A miscellaneous compilation of articles and off-the-cuff ideas, mostly relating to the English Language and its words, and how well they are used on some occasions, and how badly on others. But other topics and whimsies are likely to keep cropping up too. This blog is closely related to the website mentioned below.

Saturday, 29 November 2008

Help Yourself to a Sandwich

I haven’t seen a man carrying a sandwich board for years. Perhaps it’s because I live in a small village, not a big city. A man walking through our village in a sandwich board from the pub to the bowling green and back might be lucky if he saw four people, but a high percentage of that small number might turn their heads - say 75 per cent: the other one might be busy pushing a wheelbarrow or looking over a hedge. A sandwich board man in the centre of Manchester might walk the same distance and pass through a milling crowd of five hundred, but he only needs a ten per cent turn of heads to get his message across to fifty potential readers.

All of which philosophising and arithmetical hypothesing arises because I was wondering what to put in a sandwich. John Montagu, fourth Earl of Sandwich in the late eighteenth century, had the reputation of being a gambler who was so hooked to the gaming table that instead of going out to get a proper lunch, would ask someone to fetch him two slices of bread wrapped round a slice of ham. No sandwich bars in those days, though today a good one may offer a choice of twenty or more fillings. Every single sandwich bar in the world takes its generic name from this eighteenth century earl.

But John Montagu, 4th E of S, was not just a rake. He had a long career in politics: he sat in the House of Lords, served as an officer in the army, served also as a diplomat and ambassador abroad, became a member of the Admiralty Board, Master of Trinity House, Receiver of the Revenues of Ireland, Postmaster-General, and eventually First Lord of the Admiralty. True, he was not a great success in this last post, but we can see that he must have been a busy man, and we wouldn’t be surprised to hear that he resorted to dining off slices of ham and bread in the office. But surely he can’t have spent as much time in the casino as his reputation suggests.

But how came his family by the title ? The first Earl was Edward Montagu (1625-72), firmly pro-Cromwell in his earlier days, but Admiral of the Fleet (with Samuel Pepys as his secretary) at the time of the Restoration.
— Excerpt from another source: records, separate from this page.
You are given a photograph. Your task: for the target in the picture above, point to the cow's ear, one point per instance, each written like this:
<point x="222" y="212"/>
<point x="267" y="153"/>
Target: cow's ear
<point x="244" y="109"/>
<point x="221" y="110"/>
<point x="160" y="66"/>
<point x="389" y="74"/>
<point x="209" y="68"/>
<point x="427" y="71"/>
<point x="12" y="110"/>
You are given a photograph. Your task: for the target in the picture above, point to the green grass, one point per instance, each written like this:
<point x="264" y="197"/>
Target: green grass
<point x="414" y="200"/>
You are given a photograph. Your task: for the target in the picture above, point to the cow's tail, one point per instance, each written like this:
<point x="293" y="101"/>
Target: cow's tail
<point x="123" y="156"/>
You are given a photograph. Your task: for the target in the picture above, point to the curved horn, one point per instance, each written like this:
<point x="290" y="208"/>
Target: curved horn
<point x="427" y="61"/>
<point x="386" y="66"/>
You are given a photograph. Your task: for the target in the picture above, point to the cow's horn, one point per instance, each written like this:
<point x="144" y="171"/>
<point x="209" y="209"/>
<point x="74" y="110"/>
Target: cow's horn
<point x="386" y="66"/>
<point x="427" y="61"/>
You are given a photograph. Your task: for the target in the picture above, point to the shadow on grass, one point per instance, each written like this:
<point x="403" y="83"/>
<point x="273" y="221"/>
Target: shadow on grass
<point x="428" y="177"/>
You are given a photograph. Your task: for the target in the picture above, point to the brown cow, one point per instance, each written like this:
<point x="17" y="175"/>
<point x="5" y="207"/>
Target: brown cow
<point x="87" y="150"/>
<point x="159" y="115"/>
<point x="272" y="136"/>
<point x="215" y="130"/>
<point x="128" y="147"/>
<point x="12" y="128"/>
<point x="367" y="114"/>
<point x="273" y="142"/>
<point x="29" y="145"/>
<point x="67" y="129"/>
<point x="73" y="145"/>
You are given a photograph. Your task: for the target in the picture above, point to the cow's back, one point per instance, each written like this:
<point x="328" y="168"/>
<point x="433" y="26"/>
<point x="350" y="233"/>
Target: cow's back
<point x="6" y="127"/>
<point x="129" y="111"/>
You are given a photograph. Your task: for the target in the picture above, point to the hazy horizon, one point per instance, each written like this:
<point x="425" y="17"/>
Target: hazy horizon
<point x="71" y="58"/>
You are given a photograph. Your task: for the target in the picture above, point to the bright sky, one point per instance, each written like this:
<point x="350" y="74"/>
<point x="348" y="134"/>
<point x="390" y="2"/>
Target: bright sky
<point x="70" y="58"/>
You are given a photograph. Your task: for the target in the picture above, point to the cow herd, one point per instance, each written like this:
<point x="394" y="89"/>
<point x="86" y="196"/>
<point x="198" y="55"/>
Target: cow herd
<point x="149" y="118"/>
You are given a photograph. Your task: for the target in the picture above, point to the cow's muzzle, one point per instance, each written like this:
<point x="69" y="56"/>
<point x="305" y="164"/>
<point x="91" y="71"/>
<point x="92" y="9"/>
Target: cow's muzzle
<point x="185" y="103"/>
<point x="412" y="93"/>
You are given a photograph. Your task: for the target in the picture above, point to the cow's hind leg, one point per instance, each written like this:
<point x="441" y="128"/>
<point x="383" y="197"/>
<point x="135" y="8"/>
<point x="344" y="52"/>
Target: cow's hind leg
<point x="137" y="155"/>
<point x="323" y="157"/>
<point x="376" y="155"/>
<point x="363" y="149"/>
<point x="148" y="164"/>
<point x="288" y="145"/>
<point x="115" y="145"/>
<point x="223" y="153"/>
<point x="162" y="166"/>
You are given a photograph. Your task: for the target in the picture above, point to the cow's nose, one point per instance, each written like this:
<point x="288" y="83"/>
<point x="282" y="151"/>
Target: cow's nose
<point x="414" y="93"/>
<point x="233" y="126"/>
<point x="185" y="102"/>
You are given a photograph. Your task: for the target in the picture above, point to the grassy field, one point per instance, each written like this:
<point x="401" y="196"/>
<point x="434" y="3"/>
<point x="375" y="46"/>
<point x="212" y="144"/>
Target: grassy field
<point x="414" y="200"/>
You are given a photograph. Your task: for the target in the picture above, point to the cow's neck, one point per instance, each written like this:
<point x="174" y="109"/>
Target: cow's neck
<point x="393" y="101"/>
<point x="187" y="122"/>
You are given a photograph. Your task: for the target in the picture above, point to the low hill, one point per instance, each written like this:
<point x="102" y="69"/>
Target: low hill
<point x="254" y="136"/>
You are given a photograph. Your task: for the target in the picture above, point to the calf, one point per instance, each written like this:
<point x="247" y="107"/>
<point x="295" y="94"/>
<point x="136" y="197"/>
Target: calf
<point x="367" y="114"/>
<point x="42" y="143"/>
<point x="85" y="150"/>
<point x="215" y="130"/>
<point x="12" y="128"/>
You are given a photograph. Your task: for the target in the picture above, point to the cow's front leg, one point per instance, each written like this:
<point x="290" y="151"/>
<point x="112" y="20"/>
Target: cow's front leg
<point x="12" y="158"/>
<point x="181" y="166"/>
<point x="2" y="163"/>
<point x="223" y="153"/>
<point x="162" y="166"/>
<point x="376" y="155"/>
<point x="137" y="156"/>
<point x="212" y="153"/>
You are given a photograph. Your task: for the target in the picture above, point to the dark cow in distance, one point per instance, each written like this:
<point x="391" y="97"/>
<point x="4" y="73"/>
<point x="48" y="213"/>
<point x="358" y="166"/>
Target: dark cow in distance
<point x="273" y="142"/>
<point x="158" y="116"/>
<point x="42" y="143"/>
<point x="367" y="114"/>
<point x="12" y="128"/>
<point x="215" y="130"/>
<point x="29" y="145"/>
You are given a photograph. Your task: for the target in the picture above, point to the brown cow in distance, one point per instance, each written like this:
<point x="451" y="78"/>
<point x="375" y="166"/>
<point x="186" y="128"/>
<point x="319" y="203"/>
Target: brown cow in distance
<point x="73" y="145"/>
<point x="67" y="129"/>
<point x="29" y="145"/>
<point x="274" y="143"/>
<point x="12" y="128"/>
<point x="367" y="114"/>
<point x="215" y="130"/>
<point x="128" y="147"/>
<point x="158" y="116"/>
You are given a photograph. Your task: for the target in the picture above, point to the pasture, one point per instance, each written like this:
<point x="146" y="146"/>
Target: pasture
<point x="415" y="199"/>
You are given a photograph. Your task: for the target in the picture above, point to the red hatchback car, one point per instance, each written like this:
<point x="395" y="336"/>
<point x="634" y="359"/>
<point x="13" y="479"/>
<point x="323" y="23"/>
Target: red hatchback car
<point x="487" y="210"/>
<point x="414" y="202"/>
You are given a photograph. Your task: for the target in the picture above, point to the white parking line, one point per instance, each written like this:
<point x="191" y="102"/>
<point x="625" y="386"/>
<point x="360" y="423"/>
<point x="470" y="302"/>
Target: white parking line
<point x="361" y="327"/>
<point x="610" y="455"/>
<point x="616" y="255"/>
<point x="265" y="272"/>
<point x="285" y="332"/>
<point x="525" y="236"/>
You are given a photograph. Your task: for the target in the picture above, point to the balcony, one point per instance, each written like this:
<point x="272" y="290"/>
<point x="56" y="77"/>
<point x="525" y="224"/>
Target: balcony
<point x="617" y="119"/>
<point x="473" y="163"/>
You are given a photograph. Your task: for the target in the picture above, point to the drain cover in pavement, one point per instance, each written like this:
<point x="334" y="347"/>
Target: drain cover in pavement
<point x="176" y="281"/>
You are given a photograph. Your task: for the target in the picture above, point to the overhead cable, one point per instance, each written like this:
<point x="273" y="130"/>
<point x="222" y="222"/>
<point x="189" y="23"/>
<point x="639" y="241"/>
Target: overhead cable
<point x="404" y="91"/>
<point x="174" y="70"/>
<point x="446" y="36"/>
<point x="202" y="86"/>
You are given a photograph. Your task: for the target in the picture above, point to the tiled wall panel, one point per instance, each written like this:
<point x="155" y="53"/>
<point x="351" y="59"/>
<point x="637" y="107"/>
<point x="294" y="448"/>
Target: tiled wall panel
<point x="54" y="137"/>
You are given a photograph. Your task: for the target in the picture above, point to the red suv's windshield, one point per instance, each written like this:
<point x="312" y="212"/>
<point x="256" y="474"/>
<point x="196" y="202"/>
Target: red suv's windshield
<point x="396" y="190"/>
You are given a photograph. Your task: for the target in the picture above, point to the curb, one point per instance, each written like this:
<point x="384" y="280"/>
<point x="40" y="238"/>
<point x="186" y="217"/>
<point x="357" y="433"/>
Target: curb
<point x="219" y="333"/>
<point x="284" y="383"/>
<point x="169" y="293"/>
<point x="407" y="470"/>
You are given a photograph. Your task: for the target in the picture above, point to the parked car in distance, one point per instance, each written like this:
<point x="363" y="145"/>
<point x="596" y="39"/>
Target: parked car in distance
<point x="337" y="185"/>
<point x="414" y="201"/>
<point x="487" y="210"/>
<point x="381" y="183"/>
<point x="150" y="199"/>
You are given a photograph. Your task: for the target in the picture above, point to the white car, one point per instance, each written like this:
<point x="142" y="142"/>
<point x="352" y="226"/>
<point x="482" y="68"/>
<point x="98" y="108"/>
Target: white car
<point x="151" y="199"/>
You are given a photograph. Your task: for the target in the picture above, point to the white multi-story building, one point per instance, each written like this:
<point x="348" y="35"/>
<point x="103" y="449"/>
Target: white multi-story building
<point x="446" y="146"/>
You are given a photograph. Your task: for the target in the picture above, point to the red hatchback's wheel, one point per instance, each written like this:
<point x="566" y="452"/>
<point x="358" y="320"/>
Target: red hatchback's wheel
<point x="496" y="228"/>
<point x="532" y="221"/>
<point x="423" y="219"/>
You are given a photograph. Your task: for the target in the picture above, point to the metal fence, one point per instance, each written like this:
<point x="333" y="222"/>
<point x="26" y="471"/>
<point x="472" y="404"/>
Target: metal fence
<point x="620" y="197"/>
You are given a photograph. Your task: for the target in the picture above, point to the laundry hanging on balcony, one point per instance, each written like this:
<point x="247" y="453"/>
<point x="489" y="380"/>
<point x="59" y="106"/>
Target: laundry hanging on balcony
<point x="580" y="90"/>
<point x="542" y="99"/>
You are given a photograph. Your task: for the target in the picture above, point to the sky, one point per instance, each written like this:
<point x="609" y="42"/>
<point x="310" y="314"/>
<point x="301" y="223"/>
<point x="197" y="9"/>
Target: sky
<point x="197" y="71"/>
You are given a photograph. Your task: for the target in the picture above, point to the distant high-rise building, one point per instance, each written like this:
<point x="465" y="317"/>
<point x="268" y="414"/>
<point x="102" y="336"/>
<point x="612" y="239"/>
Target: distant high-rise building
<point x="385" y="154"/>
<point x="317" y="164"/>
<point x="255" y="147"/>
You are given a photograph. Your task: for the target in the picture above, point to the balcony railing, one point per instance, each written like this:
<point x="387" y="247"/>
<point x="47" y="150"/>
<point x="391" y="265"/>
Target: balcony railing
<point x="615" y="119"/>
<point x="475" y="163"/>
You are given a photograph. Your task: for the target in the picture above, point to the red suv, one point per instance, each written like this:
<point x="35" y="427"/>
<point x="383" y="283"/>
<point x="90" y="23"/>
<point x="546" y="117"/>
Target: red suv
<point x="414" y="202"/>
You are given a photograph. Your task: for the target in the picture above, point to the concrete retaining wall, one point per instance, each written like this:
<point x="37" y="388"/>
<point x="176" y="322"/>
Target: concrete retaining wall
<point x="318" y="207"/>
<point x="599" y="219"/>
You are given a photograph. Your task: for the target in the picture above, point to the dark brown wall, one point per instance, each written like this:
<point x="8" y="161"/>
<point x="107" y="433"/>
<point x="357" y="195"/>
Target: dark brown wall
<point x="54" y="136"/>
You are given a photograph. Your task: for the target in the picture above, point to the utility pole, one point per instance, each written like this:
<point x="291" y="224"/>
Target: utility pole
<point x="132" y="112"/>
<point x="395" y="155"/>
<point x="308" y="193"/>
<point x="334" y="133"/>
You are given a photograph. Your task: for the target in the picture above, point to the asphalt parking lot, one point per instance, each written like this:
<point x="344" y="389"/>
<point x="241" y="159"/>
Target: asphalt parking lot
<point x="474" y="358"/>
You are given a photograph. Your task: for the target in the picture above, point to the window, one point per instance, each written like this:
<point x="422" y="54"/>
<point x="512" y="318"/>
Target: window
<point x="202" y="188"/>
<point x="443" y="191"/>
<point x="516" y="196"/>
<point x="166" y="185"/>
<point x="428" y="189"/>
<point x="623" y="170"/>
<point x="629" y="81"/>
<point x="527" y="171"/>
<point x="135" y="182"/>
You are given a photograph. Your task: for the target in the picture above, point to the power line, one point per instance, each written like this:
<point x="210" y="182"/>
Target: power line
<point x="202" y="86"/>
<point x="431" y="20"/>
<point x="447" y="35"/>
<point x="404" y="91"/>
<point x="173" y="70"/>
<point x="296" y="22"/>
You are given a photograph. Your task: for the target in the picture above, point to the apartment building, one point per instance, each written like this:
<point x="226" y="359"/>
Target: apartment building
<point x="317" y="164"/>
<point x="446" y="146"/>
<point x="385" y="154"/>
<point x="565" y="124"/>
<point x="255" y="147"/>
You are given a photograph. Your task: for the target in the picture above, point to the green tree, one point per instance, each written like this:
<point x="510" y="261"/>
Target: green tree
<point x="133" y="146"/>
He was instrumental in setting the scene for the return of Charles II, and was rewarded with the title Earl of Portsmouth, later amended to Earl of Sandwich (who suggested the change, I wonder ? We might be eating cheese and pickle portsmouths). Sandwich in Kent was one of the Cinque Ports.

The earliest link in this semantic chain must be the origin of the place-name ‘Sandwich’. The first element ‘sand’ means what it says. The second element ‘wich’ signified in the early middle ages a commercial or market centre (compare Norwich and Ipswich and Dunwich). Presumably Sandwich was named for its sea-shore trade.